The UN Security Council is scheduled to consider a PLO- approved resolution condemning the continued Israeli occupation of Arab territories and recent terrorist bombing attacks against West Bank notables.
Arab League Ambassador to the UN Clovis Makhsoud said efforts had been made to phrase the resolution in the kind of language the US has been able to support in earlier UN documents, to avoid a US veto that would further harm tense US-Arab relations.
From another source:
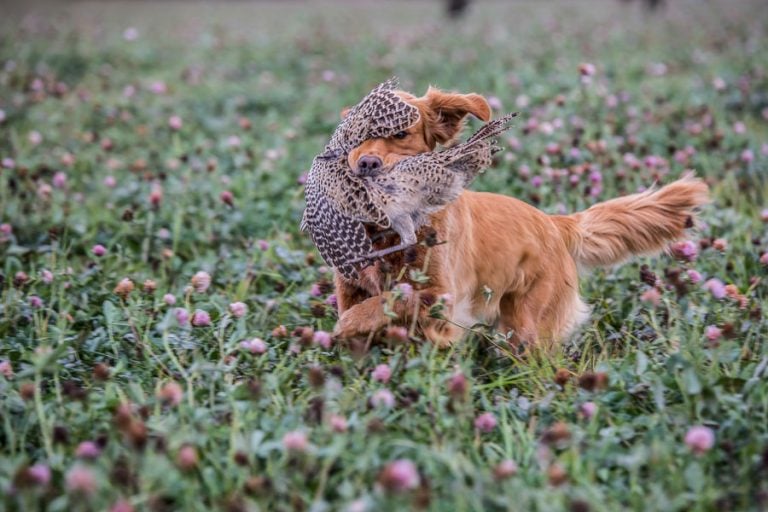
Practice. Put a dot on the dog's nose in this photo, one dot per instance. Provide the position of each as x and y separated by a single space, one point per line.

Three Palestinian leaders from the West Bank, who support the PLO, are working for a renewal of past "unofficial" US-PLO contacts. (The US pledged to Israel in 1975 it would have no "official" contacts until the PLO recognized the jewish state, something the Al-Fatah organization has just repeated it would not do).
The three West Bank leaders, Mayors Muhammad Milhelm of Halhul and Fahd Kawasmeh of Hebron, and Hebron religious leader Sheikh Rajab Tamimi, were deported to Lebanon May 3, after violence in Hebron. They began a scheduled speaking tour of the United States June 4.
Mr. Milhelm said they were eager to talk to Us officials and especially US Jewish leaders about the need for Arab- Jewish coexistence and a Palestinian state. The US presidential elections, he said, held out little hope of improvement for the Palestinians.